A pattern data density inspection apparatus according to a third aspect of the present invention is a pattern data density inspection apparatus according to either one of the first and second aspects of the present invention, wherein the pattern data density computing device computes the pattern data density for each of the predetermined distance displacements of the detection ranges for either of an X direction and a Y direction.
A pattern data density inspection apparatus according to a fourth aspect of the present invention is a pattern data density inspection apparatus according to any one of the first through third aspects of the present invention, wherein there is provided an output device for outputting the pattern data density error region and another normal pattern data region, in different colors.
A pattern data density inspection method according to a fifth aspect of the present invention is a pattern data density inspection method having: a first step where a pattern data density computing device obtains for each of predetermined distance displacements for overlapping detection ranges of a predetermined area, a pattern data density showing a ratio of a total area of pattern data for wiring inside these detection ranges to the area; a second step where a temporary error region detection device takes a logical sum of the detection ranges where the pattern data density is above a previously set threshold value, and obtains a temporary pattern data density error region; and a third step where an error region detection device makes the temporary pattern data density error region of a shape completely containing a previously set pattern data density error figure in plan view, a pattern data density error region.
A pattern data density inspection method according to a sixth aspect of the present invention is a pattern data density inspection method according to the fifth aspect of the present invention, wherein an area of the pattern data for wiring which is less than a predetermined pattern width is excluded from the total area for obtaining the pattern data density.
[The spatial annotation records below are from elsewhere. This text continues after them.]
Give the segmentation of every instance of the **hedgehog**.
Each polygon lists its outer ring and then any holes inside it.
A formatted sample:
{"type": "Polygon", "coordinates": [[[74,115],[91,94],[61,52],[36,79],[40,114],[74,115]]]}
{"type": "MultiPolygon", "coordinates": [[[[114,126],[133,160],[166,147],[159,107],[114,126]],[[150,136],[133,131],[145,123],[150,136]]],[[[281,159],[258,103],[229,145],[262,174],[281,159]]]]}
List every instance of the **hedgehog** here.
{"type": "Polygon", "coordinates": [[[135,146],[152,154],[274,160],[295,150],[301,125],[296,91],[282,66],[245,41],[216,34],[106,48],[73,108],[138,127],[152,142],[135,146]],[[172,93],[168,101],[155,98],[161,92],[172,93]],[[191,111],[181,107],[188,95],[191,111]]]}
A pattern data density inspection method according to a seventh aspect of the present invention is a pattern data density inspection method according to either one of the fifth and sixth aspects of the present invention, wherein the pattern data density computing device computes the pattern data density for each of the predetermined distance displacements of the detection ranges for either of an X direction and a Y direction.
A pattern data density inspection method according to an eighth aspect of the present invention is a pattern data density inspection method according to any one of the fifth through seventh aspects of the present invention, wherein there is provided an output device for outputting the pattern data density error region and another normal pattern data region, in different colors.
A recording medium according to a ninth aspect of the invention is a computer readable recording medium on which is recorded a pattern data density inspection program for performing pattern data density inspection using a pattern data density inspection apparatus according to the first aspects of the present invention, wherein the pattern data density inspection program performs on a computer: a process where a pattern data density computing device while effecting displacement for overlapping detection ranges of a predetermined area, obtains pattern data densities showing a ratio of a total area of pattern data for wiring inside these detection ranges to the area; a process where a temporary error region detection device takes a logical sum of the detection ranges where the pattern data density is above a previously set threshold value, and obtains a temporary pattern data density error region; and a process where an error region detection device makes the temporary pattern data density error region of a shape completely containing a previously set pattern data density error figure in plan view, a pattern data density error region.